When his footsteps finally fade, heading toward his room upstairs now, I assume, I allow myself to "wake."
The blanket is warm around my shoulders. The tea is cold, but there's a fresh cup steaming beside it. And on the table, under the plate of bread, is a note in his precise handwriting:
Thank you. For believing I can be more than what I am.
I'm sorry I can't believe it yet. But I'm trying.
I'm sorry.
-C
I hold the note carefully, and something in my chest eases slightly.
We're not okay. We're not fixed. We might not even be on the same page about what we want.
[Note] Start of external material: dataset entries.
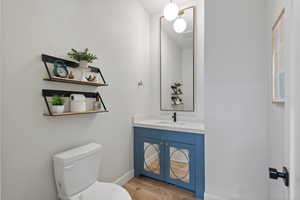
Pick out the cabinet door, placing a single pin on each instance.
(180, 167)
(152, 158)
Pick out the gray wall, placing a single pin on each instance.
(277, 118)
(117, 31)
(235, 100)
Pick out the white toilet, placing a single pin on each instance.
(76, 173)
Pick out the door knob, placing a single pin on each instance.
(274, 174)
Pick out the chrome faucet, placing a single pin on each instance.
(174, 117)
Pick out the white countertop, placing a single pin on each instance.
(182, 126)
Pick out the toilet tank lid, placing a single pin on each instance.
(77, 153)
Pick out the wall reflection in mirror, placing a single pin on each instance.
(177, 62)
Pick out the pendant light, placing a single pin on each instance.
(171, 11)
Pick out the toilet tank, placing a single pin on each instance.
(76, 169)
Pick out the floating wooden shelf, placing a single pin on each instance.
(75, 113)
(51, 93)
(66, 80)
(50, 59)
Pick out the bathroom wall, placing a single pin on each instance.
(118, 32)
(277, 118)
(236, 100)
(1, 97)
(294, 105)
(199, 61)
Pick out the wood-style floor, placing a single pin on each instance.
(148, 189)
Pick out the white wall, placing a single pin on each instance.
(294, 108)
(118, 32)
(1, 98)
(235, 100)
(199, 65)
(277, 118)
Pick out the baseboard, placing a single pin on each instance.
(212, 197)
(125, 178)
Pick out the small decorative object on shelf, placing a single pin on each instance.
(97, 105)
(83, 57)
(78, 103)
(58, 104)
(74, 76)
(71, 76)
(91, 78)
(76, 95)
(60, 69)
(176, 94)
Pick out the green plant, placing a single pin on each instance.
(177, 84)
(82, 55)
(58, 101)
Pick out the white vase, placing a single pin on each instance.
(83, 64)
(58, 109)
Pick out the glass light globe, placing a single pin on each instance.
(171, 11)
(180, 25)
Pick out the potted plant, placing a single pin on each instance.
(83, 57)
(58, 104)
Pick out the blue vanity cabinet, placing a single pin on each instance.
(170, 156)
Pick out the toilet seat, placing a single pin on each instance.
(103, 191)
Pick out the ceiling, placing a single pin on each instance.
(155, 6)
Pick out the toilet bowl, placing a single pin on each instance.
(76, 173)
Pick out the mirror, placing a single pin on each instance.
(177, 62)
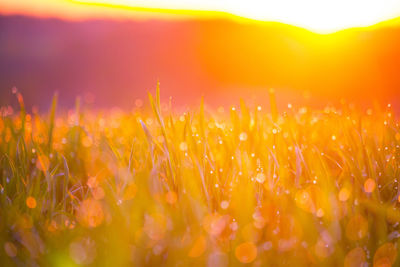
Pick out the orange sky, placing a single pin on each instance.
(322, 16)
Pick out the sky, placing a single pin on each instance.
(322, 16)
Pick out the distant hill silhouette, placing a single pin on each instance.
(221, 59)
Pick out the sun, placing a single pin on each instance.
(322, 16)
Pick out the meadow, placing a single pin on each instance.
(246, 185)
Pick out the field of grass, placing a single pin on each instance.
(152, 187)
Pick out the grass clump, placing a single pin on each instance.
(153, 187)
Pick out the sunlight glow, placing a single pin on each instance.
(315, 15)
(325, 16)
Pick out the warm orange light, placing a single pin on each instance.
(315, 15)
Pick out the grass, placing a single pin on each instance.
(245, 186)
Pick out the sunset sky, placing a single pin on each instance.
(316, 15)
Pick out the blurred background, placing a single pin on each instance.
(113, 61)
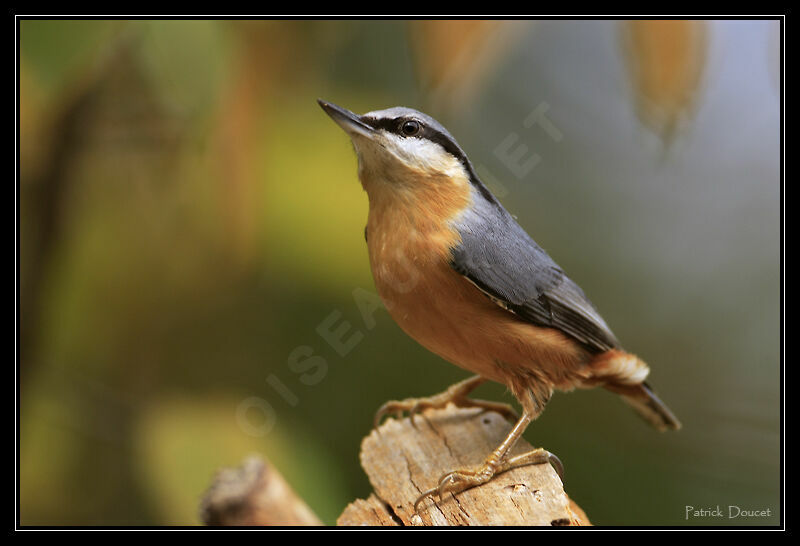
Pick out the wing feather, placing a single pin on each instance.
(501, 259)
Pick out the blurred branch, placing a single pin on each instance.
(45, 202)
(254, 494)
(402, 460)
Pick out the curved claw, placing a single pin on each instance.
(425, 495)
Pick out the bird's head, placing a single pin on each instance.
(402, 150)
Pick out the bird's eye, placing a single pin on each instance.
(410, 127)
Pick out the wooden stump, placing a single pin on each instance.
(403, 460)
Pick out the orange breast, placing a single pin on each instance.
(409, 240)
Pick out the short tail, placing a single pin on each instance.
(647, 404)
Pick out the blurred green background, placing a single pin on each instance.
(189, 217)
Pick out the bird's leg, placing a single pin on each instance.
(496, 463)
(456, 394)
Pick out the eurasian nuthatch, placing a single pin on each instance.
(461, 277)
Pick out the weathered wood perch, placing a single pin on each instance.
(401, 461)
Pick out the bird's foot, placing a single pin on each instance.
(455, 394)
(461, 480)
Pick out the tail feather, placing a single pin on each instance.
(647, 404)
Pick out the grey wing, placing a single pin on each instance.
(499, 257)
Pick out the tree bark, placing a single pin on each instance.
(404, 460)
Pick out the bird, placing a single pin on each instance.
(460, 276)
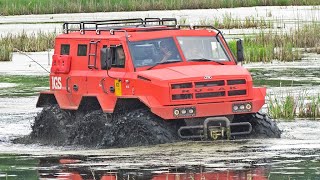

But he's trying. He ate the bread. He left me a note.
He's still here.
Through the bond, I feel him settling into rest. Not sleep, but something close. And underneath the fear and guilt and confusion, there's something else now.
Something small and fragile and golden.
Something that might, eventually, be hope.
I fold the note carefully and tuck it into my pocket. Then I carry what's left of the bread up to my room, wrap the remaining loaves for later, and fall into bed as the sun rises over the snow-covered forest.
Later, we'll talk, and we'll figure this out.
Tonight, I let him rest. Let the magic I poured into the bread do its work. Let both of us believe, just for a moment, that maybe we can navigate this impossible situation.
That maybe choosing each other, every day, is enough.
Even when we're both terrified of what that choice might mean.